The education sector consists of state-of-the art schools and higher education institutions which receive high rankings and attract a great number of local and international students. The fact that the island is becoming a regional educational centre has already resulted in a great deal of cooperation between institutions in the UK and Cyprus. More specifically, the University of Central Lancashire (UK) has established a branch in Cyprus, which is one of the fully accredited Cyprus private universities. Furthermore, other universities in Cyprus have collaborated with UK universities to develop and offer joint academic programmes and to share common research initiatives.
Likewise, the health sector in Cyprus has been through outstanding developments, with the complete modernisation of the national health service and the significant expansion of the public and private sector. The health sector consists of hospitals and clinics that offer world-class treatments and services to patients from all over the world, and especially the UK, Europe and MENA countries, as well as the Far East. Synergies between the UK and Cyprus can deliver excellent results in all fields of healthcare, from infrastructure and mobility to training and research.

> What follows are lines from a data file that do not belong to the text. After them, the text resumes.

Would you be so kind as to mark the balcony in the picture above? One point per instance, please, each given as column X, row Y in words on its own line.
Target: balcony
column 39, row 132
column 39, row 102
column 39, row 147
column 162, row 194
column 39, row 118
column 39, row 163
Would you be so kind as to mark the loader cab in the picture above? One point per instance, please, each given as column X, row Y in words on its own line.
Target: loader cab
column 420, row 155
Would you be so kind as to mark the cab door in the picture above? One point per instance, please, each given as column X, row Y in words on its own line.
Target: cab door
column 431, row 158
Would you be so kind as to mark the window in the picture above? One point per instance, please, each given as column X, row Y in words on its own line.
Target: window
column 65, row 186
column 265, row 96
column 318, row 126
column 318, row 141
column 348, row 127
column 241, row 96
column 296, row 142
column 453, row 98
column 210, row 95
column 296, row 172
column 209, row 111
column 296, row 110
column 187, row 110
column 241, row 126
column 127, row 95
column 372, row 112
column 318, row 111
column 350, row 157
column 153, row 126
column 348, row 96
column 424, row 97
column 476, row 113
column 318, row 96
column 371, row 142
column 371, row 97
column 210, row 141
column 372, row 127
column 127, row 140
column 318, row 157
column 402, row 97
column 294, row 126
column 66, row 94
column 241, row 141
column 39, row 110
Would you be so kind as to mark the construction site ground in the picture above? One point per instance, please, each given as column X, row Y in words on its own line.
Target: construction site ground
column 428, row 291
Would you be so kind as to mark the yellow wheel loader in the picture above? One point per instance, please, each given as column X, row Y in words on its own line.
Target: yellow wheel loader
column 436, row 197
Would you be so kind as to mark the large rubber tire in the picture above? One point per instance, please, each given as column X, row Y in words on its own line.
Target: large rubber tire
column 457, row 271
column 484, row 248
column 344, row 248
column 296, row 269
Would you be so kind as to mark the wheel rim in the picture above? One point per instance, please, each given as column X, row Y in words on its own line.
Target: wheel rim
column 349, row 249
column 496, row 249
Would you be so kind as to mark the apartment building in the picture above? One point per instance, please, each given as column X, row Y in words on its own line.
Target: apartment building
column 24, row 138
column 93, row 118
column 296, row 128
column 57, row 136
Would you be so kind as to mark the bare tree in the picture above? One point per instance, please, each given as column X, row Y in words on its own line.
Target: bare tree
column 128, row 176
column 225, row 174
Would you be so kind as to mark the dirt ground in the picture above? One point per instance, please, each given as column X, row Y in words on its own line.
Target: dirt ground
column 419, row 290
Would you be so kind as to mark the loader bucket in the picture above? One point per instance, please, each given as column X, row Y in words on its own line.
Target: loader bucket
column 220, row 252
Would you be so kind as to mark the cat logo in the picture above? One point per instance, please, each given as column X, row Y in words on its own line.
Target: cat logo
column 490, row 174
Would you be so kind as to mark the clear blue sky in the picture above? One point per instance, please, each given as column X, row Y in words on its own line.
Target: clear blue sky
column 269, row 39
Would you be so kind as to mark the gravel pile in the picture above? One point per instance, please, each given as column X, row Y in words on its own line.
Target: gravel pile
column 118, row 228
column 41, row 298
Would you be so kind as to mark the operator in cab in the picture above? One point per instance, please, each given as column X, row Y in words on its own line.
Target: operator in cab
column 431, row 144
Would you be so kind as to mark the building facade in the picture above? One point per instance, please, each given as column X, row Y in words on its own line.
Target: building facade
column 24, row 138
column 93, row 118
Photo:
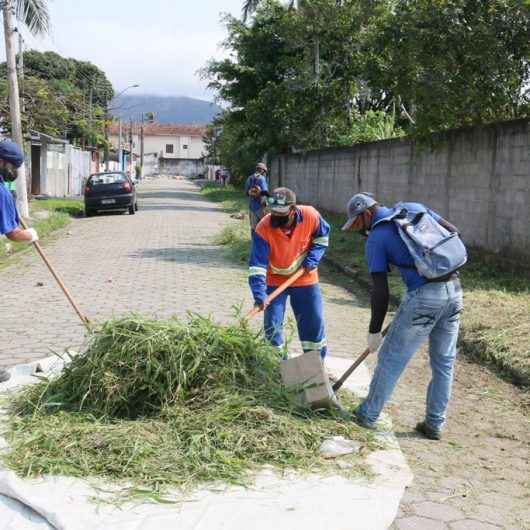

Cyprus is also creating an ideal ecosystem for information technology, research and development which currently attracts a great number of renowned companies and top talent from around the world. Some of the booming areas have been software development, data centres, customer service and back offices. For this reason, Cyprus achieved an increase of 35.6% in the innovation performance on the European Innovation Scoreboard, compared to the EU average of 8.5% between 2016 and 2022.
What new prospects are on the horizon that could help strengthen the bilateral relations between the UK and Cyprus?
I am confident that the robust bilateral relationship between Cyprus and the UK will continue to strengthen considerably over time. Cyprus remains a tried and tested reliable business partner and will seek to further advance its position as a significant international hub and investment destination.
Despite its small size and several shocks through time, the country has managed to stay on track, diversify and attract new investment, earning a reputation as one of the most resilient EU economies. Following the global economic crisis of 2012, the island succeeded to emerge stronger from an unprecedented crisis and much faster than predicted. Indeed, in less than five years, the Cyprus economy achieved full recovery and a growth of almost 4%, one of the highest in the EU. Recently the credit ratings agencies have upgraded Cyprus into investment-grade territory, and it is predicted that the economy will grow by 2.5% in 2023 and 2.9% in 2024.
The Cyprus Government has set ‘Vision 2035’, a long-term strategy, to build a resilient economy for Cyprus – a sustainable growth model focused on reforming the economy through traditional, but also new high-growth sectors, transparent governance and upgraded regulatory framework, more available financing sources, and prominence on green and digital transition.
The UK has a long-standing worldwide reputation and expertise in fields such as ICT, energy, healthcare, education and financial products, which Cyprus aspires to become a regional hub in. This, combined with the stability, access to other markets and the European base the island offers, makes Cyprus the perfect partner for UK economic and trade interests.